Di recente avete scelto l’Ekk hotel come quartier generale. Una struttura che state rilevando per crearci una specie di “Casa Pescara”?
«Sì, è vero, la stiamo acquisendo per dare più valore e prestigio alla società. E’ una struttura in liquidazione e abbiamo già formulato un’offerta al curatore fallimentare per rilevarla. Il nostro obiettivo è quello di far nascere un campo da calcio adiacente all’hotel, per sfruttare l’impianto non solo per il Pescara, ma anche per altre situazioni. Vogliamo far diventare Ekk una struttura completa e all’avanguardia per le società sportive, tipo il Mancini Park Hotel di Roma, dove spesso si raduna l’Under 21».
Quanto state investendo?
«Circa due milioni di euro, dovrebbe essere questo l’esborso economico. Il motivo? Perché vogliamo rafforzare sempre più il Pescara, anche con questa operazione, che non è la sola».
Che cosa bolle in pentola?
«Stiamo completando l’acquisto del centro sportivo Poggio degli Ulivi di Città Sant’Angelo, struttura che utilizziamo da tempo pagando un canone d’affitto.
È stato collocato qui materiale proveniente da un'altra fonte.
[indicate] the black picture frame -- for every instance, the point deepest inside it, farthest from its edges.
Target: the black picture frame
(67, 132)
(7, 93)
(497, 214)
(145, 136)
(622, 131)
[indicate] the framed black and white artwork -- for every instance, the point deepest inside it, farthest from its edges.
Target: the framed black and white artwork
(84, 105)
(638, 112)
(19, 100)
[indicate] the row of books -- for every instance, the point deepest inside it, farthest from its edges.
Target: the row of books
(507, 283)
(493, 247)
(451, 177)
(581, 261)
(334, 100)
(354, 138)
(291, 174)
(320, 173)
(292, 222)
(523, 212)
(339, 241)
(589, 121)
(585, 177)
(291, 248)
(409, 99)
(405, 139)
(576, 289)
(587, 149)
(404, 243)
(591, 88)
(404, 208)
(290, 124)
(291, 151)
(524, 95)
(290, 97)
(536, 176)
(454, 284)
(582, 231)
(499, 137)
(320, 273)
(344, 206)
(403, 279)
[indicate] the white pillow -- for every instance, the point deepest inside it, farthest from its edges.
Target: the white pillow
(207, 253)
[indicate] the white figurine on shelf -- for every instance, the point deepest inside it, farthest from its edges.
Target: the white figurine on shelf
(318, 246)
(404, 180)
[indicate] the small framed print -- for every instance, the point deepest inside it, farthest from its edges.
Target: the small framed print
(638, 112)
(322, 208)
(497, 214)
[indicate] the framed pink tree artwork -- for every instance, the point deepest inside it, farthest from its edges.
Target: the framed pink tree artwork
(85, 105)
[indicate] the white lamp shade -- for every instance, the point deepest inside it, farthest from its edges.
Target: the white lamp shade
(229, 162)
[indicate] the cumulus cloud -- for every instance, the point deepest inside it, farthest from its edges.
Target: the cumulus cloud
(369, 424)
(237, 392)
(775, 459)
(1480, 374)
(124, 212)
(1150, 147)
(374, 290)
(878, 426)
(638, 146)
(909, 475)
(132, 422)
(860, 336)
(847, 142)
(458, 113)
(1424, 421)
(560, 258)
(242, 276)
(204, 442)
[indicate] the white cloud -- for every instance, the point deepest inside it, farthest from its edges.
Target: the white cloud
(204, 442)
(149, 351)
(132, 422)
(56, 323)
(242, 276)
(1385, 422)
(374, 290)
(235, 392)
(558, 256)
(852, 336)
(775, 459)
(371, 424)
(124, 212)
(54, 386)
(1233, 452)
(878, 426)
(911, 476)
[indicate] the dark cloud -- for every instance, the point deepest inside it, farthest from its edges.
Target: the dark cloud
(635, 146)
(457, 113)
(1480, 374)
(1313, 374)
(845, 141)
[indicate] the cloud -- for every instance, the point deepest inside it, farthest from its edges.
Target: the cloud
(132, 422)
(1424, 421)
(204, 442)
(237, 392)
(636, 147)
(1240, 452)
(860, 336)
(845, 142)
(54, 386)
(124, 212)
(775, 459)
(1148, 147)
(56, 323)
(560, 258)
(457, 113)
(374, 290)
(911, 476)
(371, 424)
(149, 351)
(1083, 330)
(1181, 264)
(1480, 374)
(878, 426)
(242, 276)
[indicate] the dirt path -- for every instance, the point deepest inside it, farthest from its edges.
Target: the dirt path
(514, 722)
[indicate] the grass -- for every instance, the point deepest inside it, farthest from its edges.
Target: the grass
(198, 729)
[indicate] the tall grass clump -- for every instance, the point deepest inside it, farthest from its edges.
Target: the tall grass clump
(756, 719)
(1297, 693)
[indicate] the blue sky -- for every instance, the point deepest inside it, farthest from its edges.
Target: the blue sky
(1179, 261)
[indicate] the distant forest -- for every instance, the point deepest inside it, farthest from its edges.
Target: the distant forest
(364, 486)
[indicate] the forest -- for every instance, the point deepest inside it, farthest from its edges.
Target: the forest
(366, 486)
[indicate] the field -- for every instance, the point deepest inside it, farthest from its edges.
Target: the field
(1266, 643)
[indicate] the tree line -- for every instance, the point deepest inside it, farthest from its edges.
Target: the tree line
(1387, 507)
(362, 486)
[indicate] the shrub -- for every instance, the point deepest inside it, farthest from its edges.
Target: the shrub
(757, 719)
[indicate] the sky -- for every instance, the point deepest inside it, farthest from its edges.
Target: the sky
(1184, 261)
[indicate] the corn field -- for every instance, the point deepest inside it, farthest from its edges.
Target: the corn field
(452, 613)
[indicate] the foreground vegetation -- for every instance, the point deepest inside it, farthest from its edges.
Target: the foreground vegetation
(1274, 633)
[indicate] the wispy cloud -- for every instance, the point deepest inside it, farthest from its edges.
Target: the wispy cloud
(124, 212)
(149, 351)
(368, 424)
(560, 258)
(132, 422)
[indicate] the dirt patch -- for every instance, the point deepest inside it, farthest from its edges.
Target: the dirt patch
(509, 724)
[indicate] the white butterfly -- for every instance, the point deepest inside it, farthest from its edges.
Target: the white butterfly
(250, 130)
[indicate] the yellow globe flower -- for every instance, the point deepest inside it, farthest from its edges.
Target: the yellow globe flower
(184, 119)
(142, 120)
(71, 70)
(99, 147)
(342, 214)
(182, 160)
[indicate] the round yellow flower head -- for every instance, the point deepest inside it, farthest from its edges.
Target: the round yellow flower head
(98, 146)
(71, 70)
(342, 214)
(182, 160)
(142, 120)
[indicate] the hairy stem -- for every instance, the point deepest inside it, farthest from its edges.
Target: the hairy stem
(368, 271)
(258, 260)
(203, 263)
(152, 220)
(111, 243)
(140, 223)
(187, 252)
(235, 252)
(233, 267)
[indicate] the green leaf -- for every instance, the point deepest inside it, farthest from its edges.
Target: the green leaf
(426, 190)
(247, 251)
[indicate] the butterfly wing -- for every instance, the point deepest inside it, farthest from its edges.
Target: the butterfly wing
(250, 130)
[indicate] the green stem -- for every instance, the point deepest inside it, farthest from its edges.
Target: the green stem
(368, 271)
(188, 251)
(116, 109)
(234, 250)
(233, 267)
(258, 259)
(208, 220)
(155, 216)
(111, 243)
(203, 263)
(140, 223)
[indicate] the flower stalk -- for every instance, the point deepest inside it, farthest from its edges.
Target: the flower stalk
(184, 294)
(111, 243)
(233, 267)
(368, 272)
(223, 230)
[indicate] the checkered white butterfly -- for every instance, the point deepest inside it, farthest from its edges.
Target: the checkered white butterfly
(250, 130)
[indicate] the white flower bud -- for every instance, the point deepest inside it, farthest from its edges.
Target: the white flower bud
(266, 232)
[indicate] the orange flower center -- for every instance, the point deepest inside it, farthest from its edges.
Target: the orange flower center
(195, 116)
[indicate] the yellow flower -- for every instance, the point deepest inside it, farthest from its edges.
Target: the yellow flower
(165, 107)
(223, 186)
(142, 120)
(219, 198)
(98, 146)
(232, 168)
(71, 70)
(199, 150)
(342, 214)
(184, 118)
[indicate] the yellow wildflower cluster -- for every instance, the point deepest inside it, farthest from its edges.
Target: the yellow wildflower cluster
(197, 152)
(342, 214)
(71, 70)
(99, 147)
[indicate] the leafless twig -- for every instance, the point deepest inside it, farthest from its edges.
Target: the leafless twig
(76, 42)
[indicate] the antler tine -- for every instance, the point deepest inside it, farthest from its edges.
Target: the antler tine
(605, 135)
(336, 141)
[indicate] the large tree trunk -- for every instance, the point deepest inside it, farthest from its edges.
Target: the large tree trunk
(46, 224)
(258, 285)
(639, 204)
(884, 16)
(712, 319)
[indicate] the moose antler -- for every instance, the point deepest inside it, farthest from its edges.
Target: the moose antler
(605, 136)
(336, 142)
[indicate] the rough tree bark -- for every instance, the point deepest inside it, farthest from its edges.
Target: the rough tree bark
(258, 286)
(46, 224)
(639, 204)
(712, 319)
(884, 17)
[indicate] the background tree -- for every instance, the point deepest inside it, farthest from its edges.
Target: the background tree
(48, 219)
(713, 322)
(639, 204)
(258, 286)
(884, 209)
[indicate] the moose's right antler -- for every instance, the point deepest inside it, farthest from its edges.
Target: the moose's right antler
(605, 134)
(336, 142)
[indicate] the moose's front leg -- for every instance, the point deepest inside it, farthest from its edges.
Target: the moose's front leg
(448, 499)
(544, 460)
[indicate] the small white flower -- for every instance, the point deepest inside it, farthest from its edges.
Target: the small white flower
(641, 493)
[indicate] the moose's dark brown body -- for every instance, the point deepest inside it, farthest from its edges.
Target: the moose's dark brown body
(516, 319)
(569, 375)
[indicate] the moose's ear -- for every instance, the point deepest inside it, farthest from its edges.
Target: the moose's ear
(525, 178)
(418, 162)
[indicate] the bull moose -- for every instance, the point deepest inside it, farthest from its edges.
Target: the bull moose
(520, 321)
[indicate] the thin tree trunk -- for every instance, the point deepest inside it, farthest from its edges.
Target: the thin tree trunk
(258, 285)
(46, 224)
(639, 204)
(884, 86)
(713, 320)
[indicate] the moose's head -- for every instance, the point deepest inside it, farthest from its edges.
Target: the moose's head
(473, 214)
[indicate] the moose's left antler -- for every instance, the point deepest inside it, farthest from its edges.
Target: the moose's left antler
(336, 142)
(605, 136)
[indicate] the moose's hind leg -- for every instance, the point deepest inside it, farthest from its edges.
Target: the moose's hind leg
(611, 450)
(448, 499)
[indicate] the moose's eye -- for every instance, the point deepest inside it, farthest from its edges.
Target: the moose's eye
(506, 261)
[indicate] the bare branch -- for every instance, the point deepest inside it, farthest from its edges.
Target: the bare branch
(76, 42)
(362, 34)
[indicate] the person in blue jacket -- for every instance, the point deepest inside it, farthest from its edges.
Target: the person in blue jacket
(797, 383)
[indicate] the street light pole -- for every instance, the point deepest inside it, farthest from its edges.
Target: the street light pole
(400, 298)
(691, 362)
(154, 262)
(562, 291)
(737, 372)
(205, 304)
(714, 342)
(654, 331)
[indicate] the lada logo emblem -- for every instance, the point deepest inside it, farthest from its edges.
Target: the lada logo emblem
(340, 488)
Siamo ai dettagli, ma posso dire che l’operazione è in dirittura d’arrivo. Subentreremo al leasing in essere e diventeremo proprietari della struttura. Tutto ciò perché vogliamo dare valore al club anche con le infrastrutture».
Nel mercato di gennaio farete qualche operazione mirata?
«Se dovesse servire non ci tireremo indietro, ma faremo solo operazioni funzionali».
Ganz, il colpo dell’estate, non riesce a trovare spazio.
«Il più dispiaciuto di questa situazione è Zeman. E’ un giocatore che abbiamo preso perché crediamo in lui e spero che nelle prossime partite possa trovare il giusto spazio. Poi, se non dovesse accadere, ma non credo che accadrà, a gennaio faremo delle valutazioni con lui e con il suo procuratore».
Campagnaro, un giocatore che lei stima e che ha confermato, non sta trovando spazio nonostante sia tornato a disposizione dell’allenatore. Perché?
«Hugo è un giocatore straordinario per la B, ma credo che non sia ancora al top della condizione e Zeman lo utilizzerà appena lo riterrà opportuno».
Dopo il calcio anche il ciclismo, il suo primo amore. Da poco è presidente dell’ Uc Perna, che organizza il Trofeo Matteotti, perché ha deciso di tuffarsi in questa avventura?
«Partiamo con entusiasmo e vorremmo far tornare il trofeo Matteotti ai fasti di un tempo. La data del 23 settembre faciliterà l’arrivo a Pescara dei big del ciclismo, visto che la settimana successiva ci sarà il Mondiale».
Perché ha scelto di mettersi in prima linea?
«Solo per la passione per il ciclismo. Il motivo è questo. E’ una scommessa che vogliamo vincere insieme a Stefano Giuliani, che si occuperà della parte tecnica e sportiva dell’evento».
Che cosa ha in mente per rilanciare la manifestazione?
«Ricreare entusiasmo, coinvolgendo i corridori di punta a livello internazionale e non solo. Vorremmo coinvolgere anche alcuni personaggi dello sport e dello spettacolo».
Quanto costerà il Matteotti?
«Credo 250mila euro e, rispetto a quest’anno il trofeo avrà il nome di uno sponsor importante».
Parliamo del suo rapporto con la piazza pescarese. La contestazione nei suoi confronti con il passare del tempo è aumentata.
«Non mi interessa. Io lavoro per il bene del Pescara. Non vendo fumo e falsità e, forse non sono simpatico a tanti, però quando andrò via state certi che non lascerò macerie, anzi...».
Perchè le danno dell’affarista?
«Io sono imprenditore e so fare questo lavoro. In tanti parlano senza sapere, basta entrare in società per capire gli impegni e gli sforzi che si fanno».